Market days are by far Lauters’ busiest because he harvests his greens the morning of the event, so they’re as fresh and as clean as possible.
“I enjoy it,” he said. “When my back hurts, when I can’t sleep in the morning because I think, ‘Man, I got so much I got to get done, I gotta go like this, and say, ‘Dan this is a hobby,’ and then I get up and go to work.”
He said the garden is truly a labor of love – a love for the people he meets and the people he serves. He simply enjoys helping people.

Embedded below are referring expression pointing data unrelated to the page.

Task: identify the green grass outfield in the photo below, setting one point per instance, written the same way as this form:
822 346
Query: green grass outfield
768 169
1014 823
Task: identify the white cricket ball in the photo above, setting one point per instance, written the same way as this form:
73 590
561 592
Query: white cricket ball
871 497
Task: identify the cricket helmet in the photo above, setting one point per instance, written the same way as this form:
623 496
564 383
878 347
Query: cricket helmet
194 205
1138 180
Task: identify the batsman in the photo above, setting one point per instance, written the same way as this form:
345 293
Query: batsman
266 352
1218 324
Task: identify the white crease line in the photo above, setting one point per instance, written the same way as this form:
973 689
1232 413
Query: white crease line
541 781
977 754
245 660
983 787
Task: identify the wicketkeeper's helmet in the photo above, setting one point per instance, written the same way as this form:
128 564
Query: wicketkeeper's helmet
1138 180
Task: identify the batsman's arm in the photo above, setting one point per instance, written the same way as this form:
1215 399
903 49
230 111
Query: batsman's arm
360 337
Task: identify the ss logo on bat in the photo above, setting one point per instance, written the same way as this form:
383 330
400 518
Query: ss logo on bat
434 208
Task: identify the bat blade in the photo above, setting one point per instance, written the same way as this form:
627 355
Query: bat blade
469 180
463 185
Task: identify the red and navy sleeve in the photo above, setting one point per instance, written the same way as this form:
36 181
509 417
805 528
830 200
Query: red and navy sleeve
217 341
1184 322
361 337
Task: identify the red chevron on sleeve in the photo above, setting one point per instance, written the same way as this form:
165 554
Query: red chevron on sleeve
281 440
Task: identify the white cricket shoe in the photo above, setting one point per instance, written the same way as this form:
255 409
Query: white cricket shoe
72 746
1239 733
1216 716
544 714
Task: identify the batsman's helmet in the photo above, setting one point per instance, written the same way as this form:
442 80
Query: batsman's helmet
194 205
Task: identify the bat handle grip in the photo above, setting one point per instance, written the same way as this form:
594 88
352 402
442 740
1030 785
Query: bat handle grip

Gardening has also improved his health.
Earlier this summer, Lauters finished his 11th marathon in Duluth, Minnesota. His son, Nick, encouraged him to start running nearly a decade ago before he retired.
“It was so fun,” he said. “Something that hurts that bad shouldn’t be so fun.”
Lauters’ annual crop is determined by what sells, what’s healthy and what the weather’s like.
Last year, a section of his garden where he grows beans and other produce flooded seven times.
“It was terrible,” he said.
This year, Lauters plans on planting and harvesting as long as he can, which is usually the first frost.
Both farmers’ markets he attends are made possible by good managers and wonderful volunteers, he said, encouraging people to come out and visit them. He is among dozens of vendors who sell their locally grown, raised and made products.
The Forest City Farmers’ Market is from 3-5:30 p.m. Thursdays on the corner of J and Fourth streets, and the Clear Lake Farmers’ Market is from 9 a.m.-noon Saturdays at the Surf Ballroom & Museum.